I approach date calculation two ways... if the user is unputing "dates" as character strings (e.g. "2015-01-01") Then I substring the string, into yr/mo/day, convert to numeric values, CATT, and date format. I then do some math off of the constituant parts of the character date they are providing (shown below)
DATA Tag_Test;
/* Method One */
/* Specified Date Rage as Character Strings */
Start_D = '01/04/2015';
End_D = '02/12/2015';
Start_Yr = INPUT(SUBSTR(Start_D,7,4),9.);
Start_Mo = INPUT(SUBSTR(Start_D,1,2),9.);
Start_Dy = INPUT(SUBSTR(Start_D,4,2),9.);
End_Yr = INPUT(SUBSTR(End_D,7,4),9.);
End_Mo = INPUT(SUBSTR(End_D,1,2),9.);
End_Dy = INPUT(SUBSTR(End_D,4,2),9.);
LY = Start_Yr - 1;
Start_Date = INPUT(CATT(Start_Mo,'/',Start_Dy,'/',Start_Yr),MMDDYY10.); FORMAT Start_Date Date9.;
End_Date = INPUT(CATT(End_Mo,'/',End_Dy,'/',End_Yr),MMDDYY10.); FORMAT End_Date Date9.;
LY_Start = INPUT(CATT('01','/','01','/',LY),MMDDYY10.); FORMAT LY_Start Date9.;
LY_End = INPUT(CATT('12','/','31','/',LY),MMDDYY10.); FORMAT LY_End Date9.;
TY_Start = INPUT(CATT('01','/','01','/',Start_Yr),MMDDYY10.); FORMAT TY_Start Date9.;
TY_Day2 = INPUT(CATT('01','/','02','/',Start_Yr),MMDDYY10.); FORMAT TY_Day2 Date9.;
TY_Start_Less_1 = INTNX('day',Start_Date,-1); FORMAT TY_Start_Less_1 Date9.;
RUN;
If the user is providing numeric dates within SAS I go with standard DATE functions & INTNX to arrive at the dates needed.
DATA Tag_Test;
/* Method Two */
/* Specified Date Rage from Date Values */
Start_Date = '01FEB2015'd;
FORMAT Start_Date Date9.;
End_Date = '03FEB2015'd;
FORMAT End_Date Date9.;
Start_Yr = Year(Start_Date);
Start_Mo = Month(Start_Date);
Start_Dy = Day(Start_Date);
End_Yr = Year(End_Date);
End_Mo = Month(End_Date);
End_Dy = Day(End_Date);
LY = Start_Yr -1;
LY_Start = INPUT(CATT(01,'/',01,'/',LY),MMDDYY10.); FORMAT LY_Start Date9.;
LY_End = INPUT(CATT(12,'/',31,'/',LY),MMDDYY10.); FORMAT LY_End Date9.;
TY_Start = INPUT(CATT(01,'/',01,'/',Start_Yr),MMDDYY10.); FORMAT TY_Start Date9.;
TY_Day2 = INPUT(CATT(01,'/',02,'/',Start_Yr),MMDDYY10.); FORMAT TY_Day2 Date9.;
TY_Start_Less_1 = INTNX('day',Start_Date,-1); FORMAT TY_Start_Less_1 Date9.;
RUN;
However, then I try to create global macro's to be used in several queries, I run into issues.

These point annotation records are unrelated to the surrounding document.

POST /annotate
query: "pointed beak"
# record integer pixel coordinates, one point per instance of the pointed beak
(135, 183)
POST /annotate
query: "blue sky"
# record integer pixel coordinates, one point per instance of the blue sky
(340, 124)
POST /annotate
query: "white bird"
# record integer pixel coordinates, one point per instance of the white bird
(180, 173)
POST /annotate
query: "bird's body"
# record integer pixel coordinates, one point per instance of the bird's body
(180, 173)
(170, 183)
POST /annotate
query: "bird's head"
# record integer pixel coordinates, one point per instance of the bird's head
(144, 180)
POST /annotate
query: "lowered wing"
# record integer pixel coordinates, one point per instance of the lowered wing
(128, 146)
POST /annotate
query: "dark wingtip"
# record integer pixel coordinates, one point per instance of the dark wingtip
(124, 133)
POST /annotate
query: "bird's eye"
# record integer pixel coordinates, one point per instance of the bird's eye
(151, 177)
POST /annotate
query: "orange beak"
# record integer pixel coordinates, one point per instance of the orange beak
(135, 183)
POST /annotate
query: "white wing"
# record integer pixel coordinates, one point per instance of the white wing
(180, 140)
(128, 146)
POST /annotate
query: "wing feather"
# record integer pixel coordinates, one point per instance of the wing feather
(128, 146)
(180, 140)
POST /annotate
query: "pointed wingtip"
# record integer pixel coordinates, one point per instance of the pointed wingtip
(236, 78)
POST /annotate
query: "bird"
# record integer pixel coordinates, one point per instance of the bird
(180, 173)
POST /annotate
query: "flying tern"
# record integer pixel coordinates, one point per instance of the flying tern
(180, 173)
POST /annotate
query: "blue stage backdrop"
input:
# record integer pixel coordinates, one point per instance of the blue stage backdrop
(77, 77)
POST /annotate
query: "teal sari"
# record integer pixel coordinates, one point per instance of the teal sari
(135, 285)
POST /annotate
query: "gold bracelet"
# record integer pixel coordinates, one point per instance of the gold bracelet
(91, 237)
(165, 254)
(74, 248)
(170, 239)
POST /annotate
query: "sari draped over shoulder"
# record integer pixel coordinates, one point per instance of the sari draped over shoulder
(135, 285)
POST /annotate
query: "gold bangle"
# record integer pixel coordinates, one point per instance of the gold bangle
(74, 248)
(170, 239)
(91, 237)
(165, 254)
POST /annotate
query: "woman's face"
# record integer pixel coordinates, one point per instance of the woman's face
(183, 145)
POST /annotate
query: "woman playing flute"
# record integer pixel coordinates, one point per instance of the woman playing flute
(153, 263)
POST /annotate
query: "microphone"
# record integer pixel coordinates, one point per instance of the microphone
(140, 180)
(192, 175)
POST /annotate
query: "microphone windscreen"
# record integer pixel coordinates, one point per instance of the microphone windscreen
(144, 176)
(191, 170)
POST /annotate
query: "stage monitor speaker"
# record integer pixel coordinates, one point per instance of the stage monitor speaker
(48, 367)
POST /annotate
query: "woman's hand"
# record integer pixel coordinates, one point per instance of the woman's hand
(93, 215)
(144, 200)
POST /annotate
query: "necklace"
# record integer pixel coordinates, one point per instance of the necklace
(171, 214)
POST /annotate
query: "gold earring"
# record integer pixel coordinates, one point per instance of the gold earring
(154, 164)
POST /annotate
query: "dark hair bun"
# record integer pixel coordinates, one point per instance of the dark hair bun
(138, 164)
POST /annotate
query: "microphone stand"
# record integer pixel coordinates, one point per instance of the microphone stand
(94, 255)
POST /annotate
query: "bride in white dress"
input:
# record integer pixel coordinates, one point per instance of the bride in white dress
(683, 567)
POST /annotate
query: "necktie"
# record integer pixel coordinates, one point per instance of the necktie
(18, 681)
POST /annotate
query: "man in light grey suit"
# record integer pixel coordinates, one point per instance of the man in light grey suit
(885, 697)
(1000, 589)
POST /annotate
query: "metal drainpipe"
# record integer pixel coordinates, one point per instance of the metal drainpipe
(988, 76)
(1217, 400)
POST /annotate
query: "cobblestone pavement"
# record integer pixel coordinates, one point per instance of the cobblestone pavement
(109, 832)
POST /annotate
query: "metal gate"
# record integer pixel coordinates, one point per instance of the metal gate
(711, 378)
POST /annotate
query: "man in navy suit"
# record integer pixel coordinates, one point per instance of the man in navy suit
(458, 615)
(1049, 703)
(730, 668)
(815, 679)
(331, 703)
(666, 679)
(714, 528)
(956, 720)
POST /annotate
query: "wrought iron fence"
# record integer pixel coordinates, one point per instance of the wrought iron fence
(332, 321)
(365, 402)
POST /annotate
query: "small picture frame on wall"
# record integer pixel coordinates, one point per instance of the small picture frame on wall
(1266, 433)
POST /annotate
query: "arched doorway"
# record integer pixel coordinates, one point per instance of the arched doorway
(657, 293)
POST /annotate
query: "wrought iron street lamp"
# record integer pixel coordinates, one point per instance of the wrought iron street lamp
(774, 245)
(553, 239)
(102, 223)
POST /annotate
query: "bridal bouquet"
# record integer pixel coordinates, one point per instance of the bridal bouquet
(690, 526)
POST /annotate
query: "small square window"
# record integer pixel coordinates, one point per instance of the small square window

Mainly, how to do date calculations to create macro variables when I'm not creating variables in a table. The code works fine when SAS understands I'm creating table output. But when I try to code without specifying DATA "table_name"; ......RUN; it does not recognize my date variables as anything but strings. If I were to run the below snippet, and %put LY, it sees LY = "Start_Yr -1", and not the date output.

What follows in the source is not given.